Infants as young as 6 months have the ability to demonstrate empathy, according to current research. Whether or how empathy develops as the child grows is a whole different story. Here we go again, nature vs. nurture. A recent experience of mine points to an answer.
Cancer came to my door. The experience came as a total shock. Even I, the healthiest person I know, did not escape the reach of The Big C. A totally successful surgery was followed by a less successful post-op experience, and I found myself having a second surgery to deal with life-threatening complications. Thankfully, all of that is history. And I am on the mend, but that is not the point.
A professional nurturer, my career is built around helping people. Being in the position of needing help and support was new territory. As I spiraled downhill, I had no choice. First, it was my own adult children who stepped up to the plate. Home they flew, as my husband cut short his Asian business trip and raced to the homestead. Role reversal: They took over. The second caregiving team, all my dear friends, was close behind. As the pioneers of long ago did to protect one another against danger, they circled the wagons. They buoyed me in a way I have never experienced.
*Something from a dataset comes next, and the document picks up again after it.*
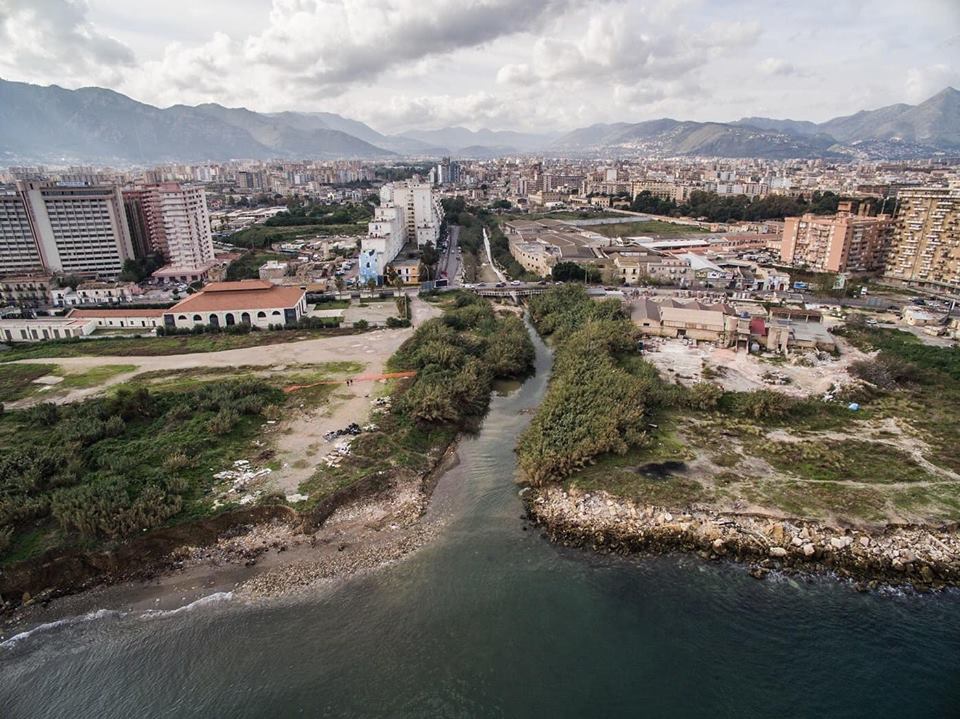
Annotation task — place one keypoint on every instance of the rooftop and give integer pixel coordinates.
(241, 295)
And as word spread, clients far and wide ran to give their support and love in droves -- with cards, notes, emails, phones calls, errands, a home filled with flowers, a refrigerator spilling over with chicken soup and fare from the finest eateries, and gifts to pamper a healing body. The outpouring of love and support was beyond any I could have imagined. Talk about a show of empathy.
A mom client sent me a lovely handmade card. Included in her well-wishes was the story of how she wept when she read about my illness. Her son asked her what was wrong and so she shared with him "The Story of Betsy" and how sad it made her. Together, they made my special card.
While children might be predisposed to being empathetic, it is clear to me that active lasting empathy is cultivated and nurtured when practiced daily in the home.
When your child's play-date gets canceled due to a friend's illness, do you assuage his disappointment with an outing to the park? What if, instead, you modeled empathy by making a card or baking a batch of cookies for the sick playmate? The parent who bakes an extra loaf of banana bread for the ill neighbor, the father who includes the child of an absent parent in his family's weekend outing, the mother who creates a garden bouquet or father who prepares his special lasagna for a grieving family -- all model and thereby teach empathy.
Last week, I chatted with the daughter of a dear colleague whose husband just died. I shared how taken I was with the awe-inspiring attentiveness shown by her and her brother as Wally was dying, sleeping every night with their mother, taking care of all communications and details for her. Shana's reply? "My mama taught me."
Can there be any question who really teaches a child empathy first?